Before flying in the morning, New World vultures usually find a sunny spot where they can spread their wings. The sunshine warms their bodies and helps to straighten their flight feathers. They wait until the winds pick up before taking off. They roost together at night and they hunt for food in flocks, but at breeding time they spread out and nest by themselves.

New World vultures usually mate or life. As part of their courtship display, a pair flies high over the nesting area with wingtips almost touching. This may tell neighboring pairs to stay away. Female vultures lay their eggs directly on the ground in the floor of a cave or in a tree hole. The condors and king vultures lay only one egg and other vultures usually lay two. The parents take turn sitting on the eggs and feeding the chicks. Young condors learn to fly at about six months, and the smaller vultures learn by the time they are three months.
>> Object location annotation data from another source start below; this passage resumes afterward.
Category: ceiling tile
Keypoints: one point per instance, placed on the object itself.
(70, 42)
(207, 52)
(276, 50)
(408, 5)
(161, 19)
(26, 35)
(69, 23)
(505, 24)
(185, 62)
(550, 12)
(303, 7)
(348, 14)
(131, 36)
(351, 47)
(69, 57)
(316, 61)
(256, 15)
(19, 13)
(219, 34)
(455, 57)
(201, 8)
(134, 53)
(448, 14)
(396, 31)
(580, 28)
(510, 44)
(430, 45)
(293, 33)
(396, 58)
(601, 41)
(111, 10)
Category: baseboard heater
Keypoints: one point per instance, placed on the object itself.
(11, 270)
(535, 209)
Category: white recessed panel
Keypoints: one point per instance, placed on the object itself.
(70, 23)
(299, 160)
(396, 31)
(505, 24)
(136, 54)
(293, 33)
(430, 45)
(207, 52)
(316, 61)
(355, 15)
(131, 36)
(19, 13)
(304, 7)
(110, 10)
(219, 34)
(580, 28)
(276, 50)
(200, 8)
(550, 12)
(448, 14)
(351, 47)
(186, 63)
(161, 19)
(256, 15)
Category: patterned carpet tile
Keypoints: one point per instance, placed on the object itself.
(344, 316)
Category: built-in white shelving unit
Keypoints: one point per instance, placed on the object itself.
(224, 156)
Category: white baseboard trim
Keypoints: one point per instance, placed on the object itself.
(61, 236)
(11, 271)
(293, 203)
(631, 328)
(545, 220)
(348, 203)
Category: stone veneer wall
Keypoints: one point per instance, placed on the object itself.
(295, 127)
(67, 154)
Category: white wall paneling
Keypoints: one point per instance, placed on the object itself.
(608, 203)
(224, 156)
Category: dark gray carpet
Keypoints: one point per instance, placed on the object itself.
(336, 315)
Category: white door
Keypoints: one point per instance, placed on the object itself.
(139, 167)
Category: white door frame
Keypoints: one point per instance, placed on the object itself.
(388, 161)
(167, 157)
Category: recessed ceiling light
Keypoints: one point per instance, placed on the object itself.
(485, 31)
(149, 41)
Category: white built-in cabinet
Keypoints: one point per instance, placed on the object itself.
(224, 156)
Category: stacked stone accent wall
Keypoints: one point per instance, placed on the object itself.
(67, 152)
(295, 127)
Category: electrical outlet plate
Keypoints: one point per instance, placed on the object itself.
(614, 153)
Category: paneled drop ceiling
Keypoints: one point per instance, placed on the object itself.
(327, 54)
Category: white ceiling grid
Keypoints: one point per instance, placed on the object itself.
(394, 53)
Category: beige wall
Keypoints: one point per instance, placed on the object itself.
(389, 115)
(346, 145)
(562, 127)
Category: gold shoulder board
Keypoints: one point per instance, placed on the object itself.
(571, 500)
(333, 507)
New World vultures have been important in the myths and legends of people for thousands of years. In South America, pictures of Andean condors have been found on ancient pottery, carvings, and cloth. In North America, vultures were thought of as symbols of death. Many people are fascinated by vultures and like to watch them in action.


California condors are listed as Critically Endangered, which means they are facing an extremely high risk of extinction in the wild. Andean condors are considered Near Threatened, meaning they are close to becoming endangered. Not all vultures are in trouble. In fact, turkey vultures have been spreading northward into Canada for the last thirty years.